Maybe society should keep old Mother Trees around — instead of cutting most of them down — so they can naturally shed their seed and nurture their own seedlings. Maybe clear-cutting the old, even if they're not well, wasn't such a good idea.
Suzanne Simard, Finding the Mother Tree
Part memoir and part science book, Suzanne Simard's Finding the Mother Tree (2021) tells readers how it was learned that trees are actually social creatures.Born into a forestry family in Canada, Simard's early jobs included "weeding" new forests that had been replanted after clear-cutting. The idea was that other trees, like birch, competed with the trees foresters wanted for future harvesting. This didn't make sense to her, and as she got her education and eventually became a college professor, she completed numerous experiments showing that, in fact, trees don't so much compete as cooperate.

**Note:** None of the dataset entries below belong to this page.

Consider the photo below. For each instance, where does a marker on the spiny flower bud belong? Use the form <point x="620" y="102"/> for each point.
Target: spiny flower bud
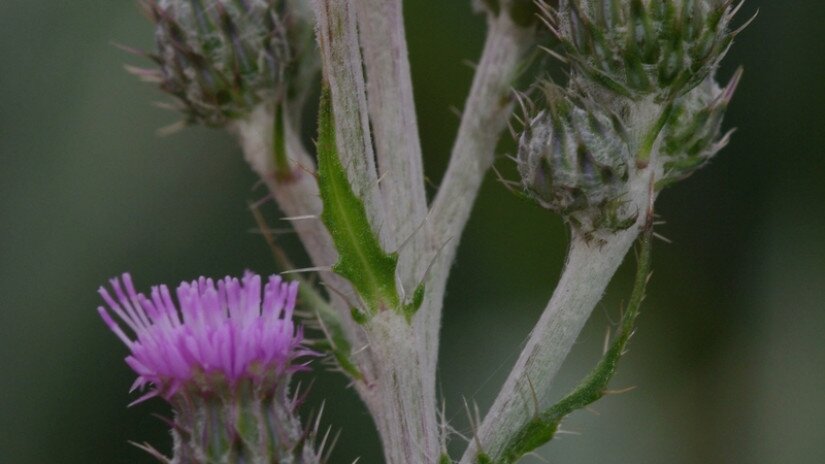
<point x="223" y="360"/>
<point x="574" y="159"/>
<point x="637" y="48"/>
<point x="220" y="58"/>
<point x="692" y="134"/>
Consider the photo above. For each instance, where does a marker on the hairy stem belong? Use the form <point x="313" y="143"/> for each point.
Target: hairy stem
<point x="298" y="198"/>
<point x="485" y="116"/>
<point x="590" y="267"/>
<point x="343" y="71"/>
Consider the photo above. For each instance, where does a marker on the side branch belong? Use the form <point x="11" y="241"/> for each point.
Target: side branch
<point x="485" y="116"/>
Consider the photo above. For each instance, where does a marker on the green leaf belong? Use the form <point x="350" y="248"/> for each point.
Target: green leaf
<point x="543" y="427"/>
<point x="361" y="260"/>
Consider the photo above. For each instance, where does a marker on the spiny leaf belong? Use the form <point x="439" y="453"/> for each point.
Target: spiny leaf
<point x="543" y="427"/>
<point x="361" y="260"/>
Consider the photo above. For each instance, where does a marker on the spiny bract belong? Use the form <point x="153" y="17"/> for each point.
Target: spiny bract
<point x="638" y="48"/>
<point x="221" y="58"/>
<point x="574" y="159"/>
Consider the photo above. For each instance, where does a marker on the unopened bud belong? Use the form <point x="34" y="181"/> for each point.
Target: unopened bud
<point x="574" y="159"/>
<point x="221" y="58"/>
<point x="638" y="48"/>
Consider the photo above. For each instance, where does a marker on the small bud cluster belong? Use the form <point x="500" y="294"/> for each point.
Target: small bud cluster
<point x="641" y="108"/>
<point x="641" y="47"/>
<point x="693" y="133"/>
<point x="573" y="159"/>
<point x="221" y="58"/>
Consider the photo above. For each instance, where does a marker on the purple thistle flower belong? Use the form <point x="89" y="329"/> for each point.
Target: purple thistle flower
<point x="221" y="334"/>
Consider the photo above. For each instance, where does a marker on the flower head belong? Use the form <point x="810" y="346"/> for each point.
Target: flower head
<point x="219" y="334"/>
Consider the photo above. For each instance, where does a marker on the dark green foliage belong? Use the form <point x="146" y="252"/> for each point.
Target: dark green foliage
<point x="542" y="427"/>
<point x="361" y="260"/>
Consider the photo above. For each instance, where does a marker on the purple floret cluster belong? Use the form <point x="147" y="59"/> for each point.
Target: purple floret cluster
<point x="222" y="334"/>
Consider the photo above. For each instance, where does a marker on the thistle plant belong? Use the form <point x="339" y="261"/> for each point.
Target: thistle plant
<point x="640" y="110"/>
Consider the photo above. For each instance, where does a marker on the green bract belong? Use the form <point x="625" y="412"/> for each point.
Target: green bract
<point x="573" y="158"/>
<point x="221" y="58"/>
<point x="693" y="133"/>
<point x="637" y="48"/>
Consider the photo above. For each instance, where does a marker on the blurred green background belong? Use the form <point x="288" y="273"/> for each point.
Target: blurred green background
<point x="729" y="358"/>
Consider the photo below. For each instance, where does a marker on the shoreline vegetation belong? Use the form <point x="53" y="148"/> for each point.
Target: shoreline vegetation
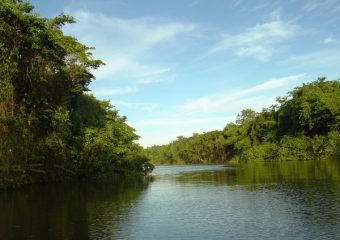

Trees exchange carbon and water, as needed, to benefit each other, she found. Mother Trees, as she calls older trees, nurture younger ones, especially their own kin. Thus, neither clear-cutting nor removing birch or other unwanted trees actually encourages forest growth. Instead, planted trees are likely to grow more slowly or die from disease without older trees nearby to help them along.
Convincing the forestry industry of the truth of her findings proved difficult until other scientists duplicated and supplemented her findings. Eventually this troublemaker became a hero.
Along the way, Simard had an up and down life. She tells about the tragic death of her rodeo cowboy brother, her marriage and divorce, her daughters and the breast cancer that resulted from the Roundup she applied years before to kill those "weeds."